Some of us are trapped in the realities of past sins. Some of us are trapped in patterns of sin that we can’t leave behind. As he did with the disciples, Jesus would want to come to us with his transformed wounds, to heal ours. Let him. But some of us are too preoccupied to even bear in mind our sins and how we need God’s mercy. Our very ignorance is the barrier that keeps us from being lifted up in his mercy.
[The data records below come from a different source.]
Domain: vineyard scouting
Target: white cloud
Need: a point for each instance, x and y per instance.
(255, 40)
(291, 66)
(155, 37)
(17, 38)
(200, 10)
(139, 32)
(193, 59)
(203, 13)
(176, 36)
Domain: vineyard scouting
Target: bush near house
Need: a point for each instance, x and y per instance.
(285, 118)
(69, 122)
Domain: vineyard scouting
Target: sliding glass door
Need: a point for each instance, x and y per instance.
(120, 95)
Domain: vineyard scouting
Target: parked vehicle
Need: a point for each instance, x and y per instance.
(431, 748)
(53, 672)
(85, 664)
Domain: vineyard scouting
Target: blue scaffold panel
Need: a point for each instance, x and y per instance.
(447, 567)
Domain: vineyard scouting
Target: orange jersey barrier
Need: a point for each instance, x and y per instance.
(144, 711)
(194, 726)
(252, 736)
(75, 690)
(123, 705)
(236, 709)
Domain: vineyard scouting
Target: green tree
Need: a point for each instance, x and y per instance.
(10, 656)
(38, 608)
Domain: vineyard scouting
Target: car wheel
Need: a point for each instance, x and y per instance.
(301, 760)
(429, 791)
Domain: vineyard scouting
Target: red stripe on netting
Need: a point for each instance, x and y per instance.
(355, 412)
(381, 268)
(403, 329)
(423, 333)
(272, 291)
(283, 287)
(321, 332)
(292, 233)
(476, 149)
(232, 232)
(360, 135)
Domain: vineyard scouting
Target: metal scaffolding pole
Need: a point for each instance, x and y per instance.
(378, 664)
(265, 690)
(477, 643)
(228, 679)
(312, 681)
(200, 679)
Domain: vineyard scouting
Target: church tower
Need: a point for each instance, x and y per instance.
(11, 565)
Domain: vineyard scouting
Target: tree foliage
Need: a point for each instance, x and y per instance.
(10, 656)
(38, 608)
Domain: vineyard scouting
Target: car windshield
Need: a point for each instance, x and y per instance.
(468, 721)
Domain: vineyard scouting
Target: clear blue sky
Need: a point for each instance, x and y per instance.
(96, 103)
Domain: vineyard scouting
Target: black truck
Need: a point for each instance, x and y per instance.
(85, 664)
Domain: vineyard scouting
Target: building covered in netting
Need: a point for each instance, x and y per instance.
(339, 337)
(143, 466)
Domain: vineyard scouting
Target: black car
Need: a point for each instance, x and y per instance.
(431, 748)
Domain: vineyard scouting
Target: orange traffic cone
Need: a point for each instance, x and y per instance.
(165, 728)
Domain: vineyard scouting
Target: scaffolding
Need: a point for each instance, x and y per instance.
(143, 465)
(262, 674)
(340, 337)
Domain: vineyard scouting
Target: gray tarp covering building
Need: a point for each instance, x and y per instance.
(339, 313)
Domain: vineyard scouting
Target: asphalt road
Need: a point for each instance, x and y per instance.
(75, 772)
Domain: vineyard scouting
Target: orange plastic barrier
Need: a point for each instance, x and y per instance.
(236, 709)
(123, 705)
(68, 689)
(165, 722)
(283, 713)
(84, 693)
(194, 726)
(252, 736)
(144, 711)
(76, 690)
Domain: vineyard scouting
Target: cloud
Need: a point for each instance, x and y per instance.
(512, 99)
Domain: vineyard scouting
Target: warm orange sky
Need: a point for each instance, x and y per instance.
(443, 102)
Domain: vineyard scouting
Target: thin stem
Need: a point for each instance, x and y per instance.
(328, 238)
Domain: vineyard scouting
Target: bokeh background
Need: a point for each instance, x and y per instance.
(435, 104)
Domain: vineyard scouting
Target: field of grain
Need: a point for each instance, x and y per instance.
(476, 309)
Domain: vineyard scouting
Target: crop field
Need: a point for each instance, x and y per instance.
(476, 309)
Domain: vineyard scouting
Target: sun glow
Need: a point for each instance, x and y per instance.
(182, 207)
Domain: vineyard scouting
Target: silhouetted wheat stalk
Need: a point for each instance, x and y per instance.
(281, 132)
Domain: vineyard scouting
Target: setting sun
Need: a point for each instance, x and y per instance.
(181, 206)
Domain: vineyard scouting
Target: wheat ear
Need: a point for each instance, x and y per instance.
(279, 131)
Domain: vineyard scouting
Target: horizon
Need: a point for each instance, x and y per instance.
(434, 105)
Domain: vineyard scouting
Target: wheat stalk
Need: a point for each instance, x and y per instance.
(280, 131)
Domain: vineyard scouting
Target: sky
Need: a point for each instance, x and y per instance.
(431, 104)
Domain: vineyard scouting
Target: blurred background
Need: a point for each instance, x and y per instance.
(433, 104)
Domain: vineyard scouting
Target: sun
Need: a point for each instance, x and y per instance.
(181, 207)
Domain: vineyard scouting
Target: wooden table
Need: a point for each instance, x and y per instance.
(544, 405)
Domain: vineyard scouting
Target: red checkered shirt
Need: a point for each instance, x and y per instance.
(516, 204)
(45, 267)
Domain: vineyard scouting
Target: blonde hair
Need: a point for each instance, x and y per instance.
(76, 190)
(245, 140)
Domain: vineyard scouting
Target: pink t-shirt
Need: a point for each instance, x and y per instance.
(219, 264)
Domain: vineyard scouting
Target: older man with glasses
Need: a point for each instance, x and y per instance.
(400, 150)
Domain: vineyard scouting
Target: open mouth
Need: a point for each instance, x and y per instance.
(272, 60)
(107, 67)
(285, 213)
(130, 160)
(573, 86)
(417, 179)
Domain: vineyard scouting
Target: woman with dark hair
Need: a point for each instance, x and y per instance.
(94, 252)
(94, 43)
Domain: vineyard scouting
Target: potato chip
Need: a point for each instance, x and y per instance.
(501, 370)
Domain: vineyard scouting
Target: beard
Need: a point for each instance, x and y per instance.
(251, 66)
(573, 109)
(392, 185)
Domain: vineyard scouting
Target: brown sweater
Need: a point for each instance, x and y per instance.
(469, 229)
But we exist also to make it known to those around us. How? For sure, by proclaiming it, but also by modeling it. As I have heard it said, part of the benefit of receiving God’s mercy in the Sacrament of Reconciliation is so that we can learn to be more merciful ourselves. So as a disciple of Jesus, do the people around—strangers, people in traffic, your siblings, your coworkers, your exasperating family members—do they see God’s mercy in you? Do they get better than they deserve, or do you tend to merely mirror the behavior of those around you? We all want things to be better—for our families, for our world. It begins with us. As Jesus told us, “Be merciful, just as also your Father is merciful” (Luke 6:36).

And as this same Lord told Faustina,”Humankind will not have peace until it turns to the Fount of My Mercy.” For the sake of His sorrowful Passion….have mercy on us and on the whole world.